新年明けましておめでとうございます。
 昨年末の続きになりますが、バイオプラスチック特集に盛り込めなかったニュースをアップしました。花王と日本電気(NEC)の話題です。
 花王のポリ乳酸系バイオプラスチックの商品名は「ECOLA」といいます。人気商品だった同社の食油に似ていますが、それとは特に関係なく、ECO+PLA(Plastics)が由来のようです。同社は石油由来のプラスチックの分野でも、改質用の添加剤を供給する主要な会社の1つです。蓄積した技術を生かして、バイオプラスチックの改良を手掛けたわけです。
 最大の特徴は、「金型温度80℃で30秒成形」に対応させたことです。ポリ乳酸は通常、金型温度120℃で600秒程度の成形時間が必要ですが、これだと大量生産が難しいという課外がありました。パソコンの筐体などに使われる、プラスチック(ABS+ポリカーボネート)と同じ「金型温度80℃で30秒成形」が達成できたことで、製造面に関しては、バイオプラスチックを“普通のプラスチック”にできたのです。
 2010年初めにそのECOLAを、パソコンの筐体の一部として採用したのが、日本電気です。具体的な数字は教えていただけませんでしたが、「エコなパソコンということで、大学で一括購入してもらった事例もある」とのことでした。パソコンは、性能面ではメーカーの独自性が出せなくなってきているので、バイオプラスチックの採用による差別化が有効な場合があるのは確かなようです。
 正確に言うと、日本電気が採用したのは、ECOLAに独自の難燃化技術を加えた「Nucycle(ニューサイクル)」というECOLAの派生素材です。さらに日本電気は、これとは別に、セルロースとカシューナッツ成分を原料とする「カルダノール付加酢酸セルロース」バイオプラスチックも開発しています。2013年度末までに量産化技術の確立を目指すとしています。
 カルダノール付加酢酸セルロースの特徴は、セルロースをそのままポリマーとして使っていることだと思います。ポリ乳酸系にしろ、バイオPETにしろ、今年から登場するバイオポリエチレンにしろ、一部(セルロイドなど)を除くとバイオプラスチックの多くはまず発酵でモノマーを作り、それを重合させてポリマーを作っています。

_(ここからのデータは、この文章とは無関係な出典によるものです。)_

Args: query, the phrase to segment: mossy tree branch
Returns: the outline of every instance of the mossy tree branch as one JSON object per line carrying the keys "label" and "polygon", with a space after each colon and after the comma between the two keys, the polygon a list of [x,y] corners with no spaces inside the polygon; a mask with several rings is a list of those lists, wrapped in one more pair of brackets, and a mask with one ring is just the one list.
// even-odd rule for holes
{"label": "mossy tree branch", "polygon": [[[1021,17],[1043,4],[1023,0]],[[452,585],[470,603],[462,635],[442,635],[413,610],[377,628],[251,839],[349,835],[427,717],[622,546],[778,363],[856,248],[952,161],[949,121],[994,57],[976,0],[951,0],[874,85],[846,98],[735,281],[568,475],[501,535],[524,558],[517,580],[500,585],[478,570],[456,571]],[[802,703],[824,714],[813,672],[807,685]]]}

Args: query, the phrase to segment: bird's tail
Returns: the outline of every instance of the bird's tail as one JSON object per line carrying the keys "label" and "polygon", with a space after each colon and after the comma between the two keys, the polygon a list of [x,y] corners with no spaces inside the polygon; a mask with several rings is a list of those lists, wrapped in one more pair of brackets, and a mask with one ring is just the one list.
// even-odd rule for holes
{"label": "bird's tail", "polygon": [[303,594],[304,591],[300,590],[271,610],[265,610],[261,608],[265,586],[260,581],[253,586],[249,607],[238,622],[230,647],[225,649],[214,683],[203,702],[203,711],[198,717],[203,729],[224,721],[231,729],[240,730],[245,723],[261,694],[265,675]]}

 しかしセルロースを原材料とする場合、よくよく考えれば、これはエネルギー的には非効率なことです。もともとセルロースはポリマーなわけですから、ポリマーのまま使えるならそれにこしたことはないからです。カルダノール付加酢酸セルロースは、その点に目を付けたもので、より効率的で、“エコ”な生産方法をめざしたバイオプラスチックといえるかもしれません。
 
 日本電気が、このようにバイオプラスチック研究に力を入れているのは、以前にもちょっとご紹介しましたが、同社は環境中間計画で「2017年に、使用可能なすべての主要製品にバイオプラスチックを採用することを目指す」という目標を掲げているからです。
 トヨタ自動車も2003年策定の「リサイクルビジョン」で2015年に樹脂部品の20%をリサイクル材+バイオプラスチックに置き換える技術の確立を目指すとして、実際に、バイオプラスチックの積極採用を進めています。これも、以前に紹介しました。
 昨年末に開催された展示会エコプロダクツ2010の盛況(やや、子供たちの社会見学?、遊園地?的な感じもありましたが…)を見ても、企業も消費者も、基本的にはエコに意識・行動が向かっているのは間違いないようです。